Agisci in modo da rispettare ogni persona, te stesso e chiunque altro” (p. 173).

“La modernità ha ricondotto ogni autorità ai soggetti stessi e precisamente alla loro libertà. Il movimento avviene per traslazioni progressive, che non è qui possibile riassumere, ma che si basano su un’unica accezione del rispetto: quella del riconoscimento di una forza superiore, incondizionata, che non può essere negata e che ci impone un atteggiamento come minimo deferente.
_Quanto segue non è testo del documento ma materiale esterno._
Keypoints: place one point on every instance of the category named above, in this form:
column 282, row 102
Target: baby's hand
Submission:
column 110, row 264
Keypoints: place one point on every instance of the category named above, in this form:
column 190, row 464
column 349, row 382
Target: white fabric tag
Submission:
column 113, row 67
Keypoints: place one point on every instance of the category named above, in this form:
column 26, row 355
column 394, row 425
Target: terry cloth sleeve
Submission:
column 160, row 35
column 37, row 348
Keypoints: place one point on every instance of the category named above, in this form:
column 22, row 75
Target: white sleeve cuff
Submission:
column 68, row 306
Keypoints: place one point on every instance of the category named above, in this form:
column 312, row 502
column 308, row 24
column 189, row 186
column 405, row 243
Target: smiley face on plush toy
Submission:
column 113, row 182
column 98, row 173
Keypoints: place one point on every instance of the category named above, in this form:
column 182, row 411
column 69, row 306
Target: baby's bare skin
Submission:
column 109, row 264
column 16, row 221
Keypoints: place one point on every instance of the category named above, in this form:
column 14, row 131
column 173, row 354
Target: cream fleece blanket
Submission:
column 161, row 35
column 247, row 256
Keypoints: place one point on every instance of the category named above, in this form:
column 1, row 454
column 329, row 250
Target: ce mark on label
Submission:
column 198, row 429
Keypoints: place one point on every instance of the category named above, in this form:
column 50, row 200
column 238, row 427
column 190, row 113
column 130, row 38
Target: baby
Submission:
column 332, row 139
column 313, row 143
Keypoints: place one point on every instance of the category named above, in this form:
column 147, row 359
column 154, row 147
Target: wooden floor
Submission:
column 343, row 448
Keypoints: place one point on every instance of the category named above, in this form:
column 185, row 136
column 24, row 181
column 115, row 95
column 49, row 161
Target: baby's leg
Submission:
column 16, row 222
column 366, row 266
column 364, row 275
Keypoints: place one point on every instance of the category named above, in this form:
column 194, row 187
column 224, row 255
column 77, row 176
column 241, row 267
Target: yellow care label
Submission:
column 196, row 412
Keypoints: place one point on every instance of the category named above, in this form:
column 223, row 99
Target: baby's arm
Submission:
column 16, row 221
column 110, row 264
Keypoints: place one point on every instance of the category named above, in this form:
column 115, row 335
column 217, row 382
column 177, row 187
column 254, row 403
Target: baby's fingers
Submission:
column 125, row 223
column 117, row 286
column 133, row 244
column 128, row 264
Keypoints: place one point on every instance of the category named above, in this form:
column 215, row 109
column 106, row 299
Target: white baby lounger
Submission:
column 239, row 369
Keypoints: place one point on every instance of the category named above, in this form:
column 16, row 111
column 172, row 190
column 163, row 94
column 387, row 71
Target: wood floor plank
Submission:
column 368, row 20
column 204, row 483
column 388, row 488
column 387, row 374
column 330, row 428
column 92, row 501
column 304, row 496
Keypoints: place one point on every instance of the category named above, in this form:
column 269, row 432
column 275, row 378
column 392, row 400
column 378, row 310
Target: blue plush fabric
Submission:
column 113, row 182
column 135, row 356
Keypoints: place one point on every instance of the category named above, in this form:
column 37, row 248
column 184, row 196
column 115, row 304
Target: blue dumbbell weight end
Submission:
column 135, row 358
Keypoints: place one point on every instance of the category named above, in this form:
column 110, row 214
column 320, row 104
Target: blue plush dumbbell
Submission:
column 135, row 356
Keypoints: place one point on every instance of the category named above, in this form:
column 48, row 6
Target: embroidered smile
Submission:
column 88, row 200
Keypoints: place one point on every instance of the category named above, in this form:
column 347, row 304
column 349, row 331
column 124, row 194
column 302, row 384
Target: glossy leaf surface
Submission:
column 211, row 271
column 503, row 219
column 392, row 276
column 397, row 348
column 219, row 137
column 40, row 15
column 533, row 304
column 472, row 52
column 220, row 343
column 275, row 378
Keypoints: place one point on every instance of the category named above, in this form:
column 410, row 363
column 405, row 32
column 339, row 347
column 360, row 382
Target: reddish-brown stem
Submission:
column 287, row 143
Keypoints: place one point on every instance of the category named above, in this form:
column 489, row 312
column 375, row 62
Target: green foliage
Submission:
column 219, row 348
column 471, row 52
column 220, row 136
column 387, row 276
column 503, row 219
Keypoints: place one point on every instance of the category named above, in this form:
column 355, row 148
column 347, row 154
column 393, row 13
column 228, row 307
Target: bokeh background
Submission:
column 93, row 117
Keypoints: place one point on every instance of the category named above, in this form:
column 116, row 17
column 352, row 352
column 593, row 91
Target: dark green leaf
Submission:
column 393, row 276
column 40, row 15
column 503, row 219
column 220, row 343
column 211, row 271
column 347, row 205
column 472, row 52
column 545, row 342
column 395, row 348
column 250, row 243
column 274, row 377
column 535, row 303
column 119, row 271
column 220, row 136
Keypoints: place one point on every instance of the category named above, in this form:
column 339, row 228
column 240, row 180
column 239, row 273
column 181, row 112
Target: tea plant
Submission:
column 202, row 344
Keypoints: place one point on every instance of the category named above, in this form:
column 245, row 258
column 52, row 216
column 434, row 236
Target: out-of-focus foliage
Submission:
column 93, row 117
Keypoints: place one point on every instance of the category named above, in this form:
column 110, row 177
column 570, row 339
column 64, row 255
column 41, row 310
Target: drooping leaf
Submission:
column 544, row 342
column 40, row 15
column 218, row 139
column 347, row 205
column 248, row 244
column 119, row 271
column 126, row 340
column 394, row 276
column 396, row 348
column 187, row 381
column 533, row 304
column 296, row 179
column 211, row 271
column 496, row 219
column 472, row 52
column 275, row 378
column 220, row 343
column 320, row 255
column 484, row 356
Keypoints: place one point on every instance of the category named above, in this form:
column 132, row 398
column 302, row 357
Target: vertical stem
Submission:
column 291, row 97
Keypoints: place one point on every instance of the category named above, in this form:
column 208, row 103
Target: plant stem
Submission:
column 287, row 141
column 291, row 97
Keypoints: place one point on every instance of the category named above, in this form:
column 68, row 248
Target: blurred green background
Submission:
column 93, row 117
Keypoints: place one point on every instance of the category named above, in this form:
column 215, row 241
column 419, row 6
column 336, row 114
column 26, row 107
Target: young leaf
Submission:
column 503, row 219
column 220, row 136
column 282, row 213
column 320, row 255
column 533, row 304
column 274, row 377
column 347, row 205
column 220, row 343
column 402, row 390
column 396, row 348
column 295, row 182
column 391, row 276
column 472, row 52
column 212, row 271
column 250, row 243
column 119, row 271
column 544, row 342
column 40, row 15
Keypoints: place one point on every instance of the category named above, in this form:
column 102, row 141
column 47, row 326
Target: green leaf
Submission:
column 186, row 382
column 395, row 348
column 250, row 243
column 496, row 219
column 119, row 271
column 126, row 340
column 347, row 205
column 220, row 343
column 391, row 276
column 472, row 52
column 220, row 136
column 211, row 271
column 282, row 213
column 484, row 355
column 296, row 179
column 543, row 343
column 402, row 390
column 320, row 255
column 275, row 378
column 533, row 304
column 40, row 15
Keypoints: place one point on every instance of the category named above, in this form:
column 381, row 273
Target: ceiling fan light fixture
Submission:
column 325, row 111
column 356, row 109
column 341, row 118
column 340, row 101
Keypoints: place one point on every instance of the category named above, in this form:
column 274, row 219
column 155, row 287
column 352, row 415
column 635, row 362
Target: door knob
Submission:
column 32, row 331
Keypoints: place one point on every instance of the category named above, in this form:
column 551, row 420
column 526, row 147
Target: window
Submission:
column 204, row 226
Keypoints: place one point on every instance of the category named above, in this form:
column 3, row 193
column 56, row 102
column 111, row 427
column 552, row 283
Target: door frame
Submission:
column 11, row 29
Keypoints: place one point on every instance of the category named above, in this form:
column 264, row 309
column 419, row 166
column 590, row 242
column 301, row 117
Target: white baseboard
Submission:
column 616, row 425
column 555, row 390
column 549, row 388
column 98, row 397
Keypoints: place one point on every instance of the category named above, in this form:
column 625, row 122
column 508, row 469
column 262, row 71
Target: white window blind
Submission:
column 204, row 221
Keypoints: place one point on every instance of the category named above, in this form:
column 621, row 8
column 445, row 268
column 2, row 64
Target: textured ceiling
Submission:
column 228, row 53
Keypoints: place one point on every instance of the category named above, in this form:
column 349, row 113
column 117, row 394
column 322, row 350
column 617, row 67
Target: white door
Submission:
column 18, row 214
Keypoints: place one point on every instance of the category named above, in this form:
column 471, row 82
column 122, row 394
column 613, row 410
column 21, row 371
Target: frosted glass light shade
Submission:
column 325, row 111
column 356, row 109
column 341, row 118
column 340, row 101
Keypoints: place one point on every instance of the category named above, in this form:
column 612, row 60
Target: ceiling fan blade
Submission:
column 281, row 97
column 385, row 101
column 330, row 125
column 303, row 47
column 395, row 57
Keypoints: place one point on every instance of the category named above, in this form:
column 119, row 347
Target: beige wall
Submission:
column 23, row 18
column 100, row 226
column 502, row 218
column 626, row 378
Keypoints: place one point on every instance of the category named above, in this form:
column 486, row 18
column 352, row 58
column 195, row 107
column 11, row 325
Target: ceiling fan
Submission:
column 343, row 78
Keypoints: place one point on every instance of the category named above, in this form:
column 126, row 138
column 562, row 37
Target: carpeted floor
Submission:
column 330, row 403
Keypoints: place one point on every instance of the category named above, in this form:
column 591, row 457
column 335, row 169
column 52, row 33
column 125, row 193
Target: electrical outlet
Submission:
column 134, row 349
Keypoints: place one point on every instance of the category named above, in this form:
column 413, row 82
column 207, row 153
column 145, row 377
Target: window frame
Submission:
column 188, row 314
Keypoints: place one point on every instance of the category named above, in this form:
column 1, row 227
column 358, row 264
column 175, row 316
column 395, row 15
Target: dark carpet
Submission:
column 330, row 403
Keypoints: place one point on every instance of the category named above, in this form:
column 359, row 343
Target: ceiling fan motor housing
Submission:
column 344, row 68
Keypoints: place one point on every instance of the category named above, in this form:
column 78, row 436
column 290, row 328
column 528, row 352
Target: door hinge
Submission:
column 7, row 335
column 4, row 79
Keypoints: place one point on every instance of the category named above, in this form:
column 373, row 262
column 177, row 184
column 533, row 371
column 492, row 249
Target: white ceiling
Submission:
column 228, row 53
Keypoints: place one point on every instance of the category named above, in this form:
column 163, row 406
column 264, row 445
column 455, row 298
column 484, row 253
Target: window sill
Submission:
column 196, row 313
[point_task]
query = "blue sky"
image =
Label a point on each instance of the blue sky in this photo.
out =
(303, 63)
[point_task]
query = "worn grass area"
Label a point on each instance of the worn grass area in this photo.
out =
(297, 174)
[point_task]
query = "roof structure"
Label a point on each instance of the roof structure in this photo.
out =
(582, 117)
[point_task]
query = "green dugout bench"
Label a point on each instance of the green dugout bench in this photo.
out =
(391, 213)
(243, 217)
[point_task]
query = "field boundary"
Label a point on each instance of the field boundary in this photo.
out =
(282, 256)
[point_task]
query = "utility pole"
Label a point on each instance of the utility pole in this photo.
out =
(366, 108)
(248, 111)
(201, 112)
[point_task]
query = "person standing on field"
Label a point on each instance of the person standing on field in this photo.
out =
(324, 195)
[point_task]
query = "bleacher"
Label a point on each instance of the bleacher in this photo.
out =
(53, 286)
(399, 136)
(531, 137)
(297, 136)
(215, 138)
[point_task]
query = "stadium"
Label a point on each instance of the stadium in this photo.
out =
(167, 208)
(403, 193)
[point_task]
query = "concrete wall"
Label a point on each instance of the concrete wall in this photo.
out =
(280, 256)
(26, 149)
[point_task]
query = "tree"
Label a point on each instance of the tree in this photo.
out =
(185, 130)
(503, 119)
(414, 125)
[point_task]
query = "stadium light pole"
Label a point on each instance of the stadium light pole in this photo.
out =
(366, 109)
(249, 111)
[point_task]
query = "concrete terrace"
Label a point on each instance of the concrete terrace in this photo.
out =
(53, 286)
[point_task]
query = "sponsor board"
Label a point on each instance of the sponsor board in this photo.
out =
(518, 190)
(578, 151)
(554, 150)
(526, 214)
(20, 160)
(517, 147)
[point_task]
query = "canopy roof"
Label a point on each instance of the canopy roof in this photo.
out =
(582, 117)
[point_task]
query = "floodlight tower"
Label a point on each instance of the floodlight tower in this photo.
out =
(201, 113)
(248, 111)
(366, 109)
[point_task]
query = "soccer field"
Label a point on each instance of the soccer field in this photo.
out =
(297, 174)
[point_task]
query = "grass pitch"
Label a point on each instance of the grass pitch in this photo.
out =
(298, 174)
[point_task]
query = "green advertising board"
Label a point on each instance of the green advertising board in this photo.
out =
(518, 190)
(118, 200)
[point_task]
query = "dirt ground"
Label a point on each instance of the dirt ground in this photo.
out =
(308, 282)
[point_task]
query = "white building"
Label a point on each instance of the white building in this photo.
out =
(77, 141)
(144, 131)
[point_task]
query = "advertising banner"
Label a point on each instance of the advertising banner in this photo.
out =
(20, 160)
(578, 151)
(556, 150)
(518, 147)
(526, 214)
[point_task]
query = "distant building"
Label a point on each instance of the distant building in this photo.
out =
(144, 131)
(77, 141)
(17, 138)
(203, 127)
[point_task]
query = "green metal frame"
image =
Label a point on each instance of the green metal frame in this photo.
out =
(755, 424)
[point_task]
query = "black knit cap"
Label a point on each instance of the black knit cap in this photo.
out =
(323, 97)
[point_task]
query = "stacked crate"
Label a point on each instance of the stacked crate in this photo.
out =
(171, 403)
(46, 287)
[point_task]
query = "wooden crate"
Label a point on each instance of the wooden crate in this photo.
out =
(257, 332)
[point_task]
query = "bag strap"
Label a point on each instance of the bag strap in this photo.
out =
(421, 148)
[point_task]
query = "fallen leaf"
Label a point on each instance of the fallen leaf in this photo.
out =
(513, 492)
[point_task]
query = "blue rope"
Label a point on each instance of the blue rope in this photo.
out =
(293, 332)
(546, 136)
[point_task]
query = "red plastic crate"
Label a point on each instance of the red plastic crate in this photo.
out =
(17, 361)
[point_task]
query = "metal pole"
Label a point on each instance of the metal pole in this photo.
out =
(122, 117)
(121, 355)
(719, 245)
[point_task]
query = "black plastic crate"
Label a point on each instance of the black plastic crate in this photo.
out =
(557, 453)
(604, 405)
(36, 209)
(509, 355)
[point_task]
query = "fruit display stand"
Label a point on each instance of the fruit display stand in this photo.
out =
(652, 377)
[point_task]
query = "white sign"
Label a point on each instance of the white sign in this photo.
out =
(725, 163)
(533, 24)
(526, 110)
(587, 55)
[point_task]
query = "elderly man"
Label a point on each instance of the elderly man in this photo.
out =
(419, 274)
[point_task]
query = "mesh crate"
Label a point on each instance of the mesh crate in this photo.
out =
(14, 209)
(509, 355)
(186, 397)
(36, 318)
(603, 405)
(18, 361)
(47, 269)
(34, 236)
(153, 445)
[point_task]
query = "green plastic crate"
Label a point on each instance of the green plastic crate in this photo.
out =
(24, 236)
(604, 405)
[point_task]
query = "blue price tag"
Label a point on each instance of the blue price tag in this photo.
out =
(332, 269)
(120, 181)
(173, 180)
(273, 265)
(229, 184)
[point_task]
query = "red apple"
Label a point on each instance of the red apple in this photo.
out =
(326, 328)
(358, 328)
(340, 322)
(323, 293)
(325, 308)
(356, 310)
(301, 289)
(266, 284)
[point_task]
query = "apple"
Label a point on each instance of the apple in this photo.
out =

Ora, questa forza superiore e incondizionata è, per la coscienza moderna, la libertà di ciascuno” (p. 177).

“In questo modo la struttura arcaica, gerarchica, del rispetto si traduce nella versione orizzontale, simmetrica: in ogni persona vi è un’autorità superiore cui è dovuto rispetto; io stesso devo rispetto a questa mia capacità di creare un mondo giusto […] vi è un solo modo di rispettare l’autorità della libertà: rispettare le persone […] Si tratta di inserirle nella relazione di riconoscimento che fa sorgere il potere sociale dal potere individuale di ciascuno: le istituzioni e i capi hanno tanta autorità quanta gliene conferisce la libertà delle persone associate e, comunque, si tratta sempre di un’autorità che, in quanto fondata sulle libertà personali, deve a queste ultime di rendere conto del proprio esercizio, in ogni circostanza” (pp. 178-179).

“Lo scopo della riflessione morale è formarsi un carattere” (p. 190).

“[la morale del rispetto] affida all’individuo il compito non di dedurre un sistema di doveri, ma di valutare riflessivamente e criticamente le proprie inclinazioni e aspirazioni, di comprenderne il valore e di scegliere a quali di esse affidare i vari aspetti della propria personalità” (p. 194).

“La vita vuole vivere e non c’è bisogno di alcun progetto, perché essa provi a espandersi e differenziarsi in ogni possibile direzione. Ora, è giocoforza notare, in questa prospettiva, che l’apparire degli esseri umani sulla terra faccia accadere un salto di qualità nella dinamica naturale: alla spinta meccanica della biologia si aggiunge la capacità progettuale della razionalità umana” (p. 201).

“La più completa armonia, il più pacifico dei progetti di convivenza, la più ordinata delle società non sono tanto efficaci quanto la naturale condizione di competizione che nasce dalla «insocievole socievolezza» degli umani. L’antagonismo – non la guerra, si badi, che è soltanto fonte di distruzione – è una molla più potente per l’espansione delle capacità mentali e personali: funziona da stimolo costante ed è regolata dalla più forte delle inclinazioni umane, l’amor proprio” (p. 202).

“[il movimento storico] si produrrà se vi contribuiremo personalmente, ma no per effetto di ingegneria sociale. E’ la chiave di quella che in un’ottica personalistica si chiama speranza e che non autorizza nessuno a ritenersi a guida di una storia di cui si pretenda di conoscere i cammini segreti e imprevedibili. I sogni millenaristici e totalitari, in questa prospettiva, sono banditi prima ancora come illusori che come pericolosi per la libertà delle persone.
E’ per questo che la storia resta un’impresa morale, ma non può essere un progetto moralistico” (p. 203).